The Yankees had their chances to knot the game in the eighth and ninth. With two out in the eighth, pinch-hitter Eric Chavez singled, only to have Jeter line a comebacker to ex-infielder-turned-closer Sergio Santos, who had just entered the game. In the next frame, Granderson led off with a single, but Teixeira grounded into the White Sox second 3-6-3 double play of the night, and A-Rod went down swinging.
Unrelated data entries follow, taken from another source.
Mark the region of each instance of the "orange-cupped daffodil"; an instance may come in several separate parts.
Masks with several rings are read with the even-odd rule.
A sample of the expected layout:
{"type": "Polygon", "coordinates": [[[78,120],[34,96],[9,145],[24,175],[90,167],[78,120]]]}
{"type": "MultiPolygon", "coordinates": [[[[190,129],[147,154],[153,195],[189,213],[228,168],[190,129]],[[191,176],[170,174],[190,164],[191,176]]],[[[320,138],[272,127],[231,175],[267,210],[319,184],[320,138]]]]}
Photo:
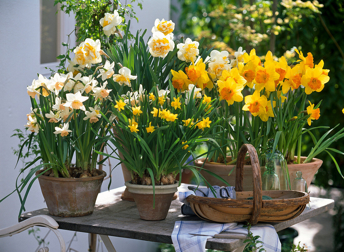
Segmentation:
{"type": "Polygon", "coordinates": [[[231,105],[234,102],[241,102],[244,98],[241,91],[244,86],[237,83],[234,79],[230,77],[226,81],[217,81],[220,94],[220,100],[225,100],[228,105],[231,105]]]}

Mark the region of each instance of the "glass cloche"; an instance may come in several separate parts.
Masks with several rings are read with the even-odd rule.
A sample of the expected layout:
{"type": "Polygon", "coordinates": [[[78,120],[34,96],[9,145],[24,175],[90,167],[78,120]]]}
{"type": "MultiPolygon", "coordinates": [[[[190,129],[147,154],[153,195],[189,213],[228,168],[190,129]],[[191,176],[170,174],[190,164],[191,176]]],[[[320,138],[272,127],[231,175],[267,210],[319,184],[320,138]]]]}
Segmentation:
{"type": "Polygon", "coordinates": [[[283,154],[276,149],[273,153],[275,139],[268,140],[266,150],[259,158],[263,190],[287,190],[288,188],[288,168],[283,154]]]}

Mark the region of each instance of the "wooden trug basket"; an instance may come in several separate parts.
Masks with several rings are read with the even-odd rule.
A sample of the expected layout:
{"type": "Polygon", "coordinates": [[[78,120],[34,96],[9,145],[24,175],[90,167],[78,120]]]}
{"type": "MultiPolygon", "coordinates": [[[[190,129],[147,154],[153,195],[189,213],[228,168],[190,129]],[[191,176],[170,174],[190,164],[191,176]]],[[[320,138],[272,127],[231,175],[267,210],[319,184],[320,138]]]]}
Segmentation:
{"type": "Polygon", "coordinates": [[[295,218],[309,202],[309,195],[304,192],[281,190],[262,192],[258,156],[254,147],[247,144],[241,146],[238,155],[235,190],[235,199],[190,195],[187,200],[195,213],[204,220],[223,223],[247,221],[252,225],[258,221],[279,222],[295,218]],[[243,191],[244,164],[248,151],[252,167],[253,191],[243,191]],[[273,199],[263,200],[262,195],[273,199]],[[252,196],[253,200],[246,199],[252,196]]]}

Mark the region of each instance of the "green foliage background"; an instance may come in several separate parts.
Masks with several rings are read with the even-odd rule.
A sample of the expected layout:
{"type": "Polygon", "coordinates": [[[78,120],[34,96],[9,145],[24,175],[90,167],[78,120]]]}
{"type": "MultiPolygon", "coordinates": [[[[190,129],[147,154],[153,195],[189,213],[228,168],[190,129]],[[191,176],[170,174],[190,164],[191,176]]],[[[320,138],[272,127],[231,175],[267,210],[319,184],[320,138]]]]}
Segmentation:
{"type": "MultiPolygon", "coordinates": [[[[315,64],[323,60],[324,68],[330,70],[331,78],[321,92],[312,94],[312,102],[323,100],[320,119],[315,121],[312,126],[332,128],[340,124],[340,127],[344,126],[344,114],[341,111],[344,107],[343,1],[320,0],[319,3],[324,7],[319,8],[321,13],[318,13],[308,8],[287,8],[280,4],[281,1],[276,0],[179,1],[182,11],[180,25],[176,30],[179,29],[185,37],[197,39],[205,36],[205,44],[207,43],[208,47],[215,46],[218,49],[227,50],[230,53],[240,46],[249,52],[255,48],[259,55],[265,55],[270,50],[279,57],[295,46],[301,49],[305,54],[311,52],[315,64]],[[270,11],[273,9],[277,11],[276,17],[272,15],[274,12],[270,11]],[[235,16],[233,12],[242,14],[235,16]],[[240,17],[242,20],[238,20],[237,18],[240,17]],[[279,18],[283,22],[274,23],[274,20],[279,18]],[[266,20],[271,19],[272,22],[266,20]],[[243,25],[239,28],[237,25],[233,28],[231,23],[243,25]],[[250,31],[247,29],[248,26],[254,28],[256,33],[266,34],[266,38],[262,38],[257,43],[251,38],[245,37],[245,33],[250,31]]],[[[325,130],[319,130],[314,133],[319,139],[324,132],[325,130]]],[[[310,138],[305,137],[304,140],[302,154],[307,155],[313,144],[310,138]]],[[[343,151],[343,145],[344,140],[341,139],[330,147],[343,151]]],[[[324,163],[316,176],[315,183],[325,187],[332,185],[344,187],[344,180],[339,176],[330,157],[324,152],[317,157],[322,159],[324,163]]],[[[343,172],[344,157],[336,154],[335,158],[343,172]]]]}

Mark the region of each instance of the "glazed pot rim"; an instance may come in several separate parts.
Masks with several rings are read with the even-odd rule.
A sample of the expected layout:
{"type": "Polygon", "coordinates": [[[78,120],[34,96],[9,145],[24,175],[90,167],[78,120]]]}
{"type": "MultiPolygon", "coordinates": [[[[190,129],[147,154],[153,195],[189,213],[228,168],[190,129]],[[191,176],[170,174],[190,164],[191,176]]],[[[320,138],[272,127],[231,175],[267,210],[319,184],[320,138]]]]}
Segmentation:
{"type": "MultiPolygon", "coordinates": [[[[297,156],[294,156],[294,157],[296,157],[297,156]]],[[[226,157],[228,158],[229,157],[232,157],[232,156],[226,156],[226,157]]],[[[303,156],[301,156],[301,158],[303,159],[304,160],[306,159],[307,157],[304,157],[303,156]]],[[[206,159],[205,158],[198,158],[198,159],[196,159],[196,160],[195,160],[195,162],[198,164],[199,164],[200,165],[202,165],[205,162],[204,161],[205,160],[205,159],[206,159]]],[[[321,159],[319,159],[319,158],[313,158],[312,159],[312,161],[311,162],[310,162],[309,163],[301,163],[301,164],[290,164],[288,165],[288,166],[289,166],[290,165],[309,165],[310,164],[314,164],[316,163],[319,163],[320,162],[321,162],[321,163],[322,164],[323,160],[322,160],[321,159]]],[[[208,160],[207,160],[207,161],[205,162],[206,164],[210,165],[226,165],[227,166],[235,166],[235,165],[233,165],[233,164],[227,165],[227,164],[221,164],[221,163],[217,163],[215,162],[210,162],[208,161],[208,160]]],[[[251,166],[250,165],[244,165],[244,166],[247,165],[249,166],[251,166]]]]}
{"type": "MultiPolygon", "coordinates": [[[[94,177],[87,177],[86,178],[55,178],[54,177],[49,177],[49,176],[45,176],[42,174],[38,177],[38,179],[46,179],[49,180],[58,180],[59,181],[63,181],[65,182],[77,182],[89,181],[101,179],[104,178],[106,176],[106,172],[105,171],[98,169],[96,169],[96,170],[97,171],[97,173],[98,174],[98,176],[94,177]]],[[[43,171],[43,170],[38,170],[35,173],[35,175],[36,176],[39,175],[39,174],[43,171]]]]}

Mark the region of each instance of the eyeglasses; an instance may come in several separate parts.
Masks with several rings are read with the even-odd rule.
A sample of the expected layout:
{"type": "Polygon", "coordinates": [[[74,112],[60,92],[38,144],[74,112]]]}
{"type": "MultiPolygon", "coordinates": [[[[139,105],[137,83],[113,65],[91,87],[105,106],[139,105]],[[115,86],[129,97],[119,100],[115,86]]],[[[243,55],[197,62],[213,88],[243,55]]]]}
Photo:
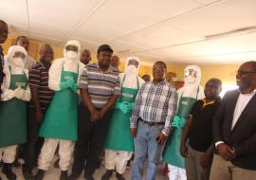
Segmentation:
{"type": "Polygon", "coordinates": [[[256,73],[256,71],[241,71],[241,70],[236,71],[236,74],[238,76],[247,75],[247,74],[251,74],[251,73],[256,73]]]}

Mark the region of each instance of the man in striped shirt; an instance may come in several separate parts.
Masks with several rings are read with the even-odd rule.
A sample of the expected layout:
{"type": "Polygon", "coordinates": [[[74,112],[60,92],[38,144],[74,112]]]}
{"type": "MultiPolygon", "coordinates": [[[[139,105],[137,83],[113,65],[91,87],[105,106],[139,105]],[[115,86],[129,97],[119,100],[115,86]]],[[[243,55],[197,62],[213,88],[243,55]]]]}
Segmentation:
{"type": "Polygon", "coordinates": [[[148,156],[147,179],[155,179],[155,171],[164,142],[176,109],[177,94],[165,81],[166,63],[153,66],[153,81],[139,89],[131,120],[131,135],[135,137],[135,160],[131,178],[142,179],[143,164],[148,156]]]}
{"type": "Polygon", "coordinates": [[[84,176],[87,180],[94,179],[93,173],[98,169],[99,156],[109,125],[110,109],[120,95],[119,71],[110,65],[112,53],[108,45],[101,45],[98,63],[88,64],[81,76],[80,91],[83,104],[80,105],[79,140],[69,179],[80,176],[84,161],[84,176]]]}
{"type": "Polygon", "coordinates": [[[25,164],[22,168],[25,179],[32,178],[31,171],[36,165],[37,156],[44,142],[42,137],[38,137],[39,129],[54,94],[54,91],[48,88],[48,71],[53,60],[52,47],[49,45],[44,45],[39,54],[39,61],[28,74],[31,101],[27,114],[28,141],[25,145],[25,164]]]}

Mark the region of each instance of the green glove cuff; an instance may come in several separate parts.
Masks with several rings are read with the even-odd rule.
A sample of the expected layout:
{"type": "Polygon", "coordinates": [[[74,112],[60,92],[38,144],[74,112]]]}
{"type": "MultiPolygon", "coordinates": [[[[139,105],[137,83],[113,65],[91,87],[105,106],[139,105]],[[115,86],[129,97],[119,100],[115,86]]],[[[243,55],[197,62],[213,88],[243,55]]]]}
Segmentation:
{"type": "Polygon", "coordinates": [[[67,89],[68,88],[68,84],[66,83],[66,81],[62,81],[60,83],[60,89],[64,90],[64,89],[67,89]]]}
In the end, Soriano was the only real black mark of the night, and he remains something of a troublemaker in the Yankee bullpen. He has now surrendered 10 hits and seven walks in 9.1 innings. The seven runs those have amounted to have come in bunches; Monday was just the third of 10 appearances in which he's been scored upon. Nonetheless, his inability to find the strike zone consistently has been disconcerting; he has walked a hitter in four of his last five appearances, and now has more walks than strikeouts (six). For the season, only eight percent of his pitches are resulting in swinging strikes, down from 11.7 percent last year, and 12.2 percent for his career.
There's not a lot more to take from Soriano's small sample of stats (SSSS), other than their accompaniment by the anecdotal reports of his struggles in cold weather and his recent bout of back tightness. "He lacks the setup guy mentality," I joked on Twitter, an absurd notion given that until 2009, most of his injury-pocked career had been as a setup guy. I was only slightly more serious when I suggested he opt out of his contract immediately.
It was just that kind of night in the Bronx.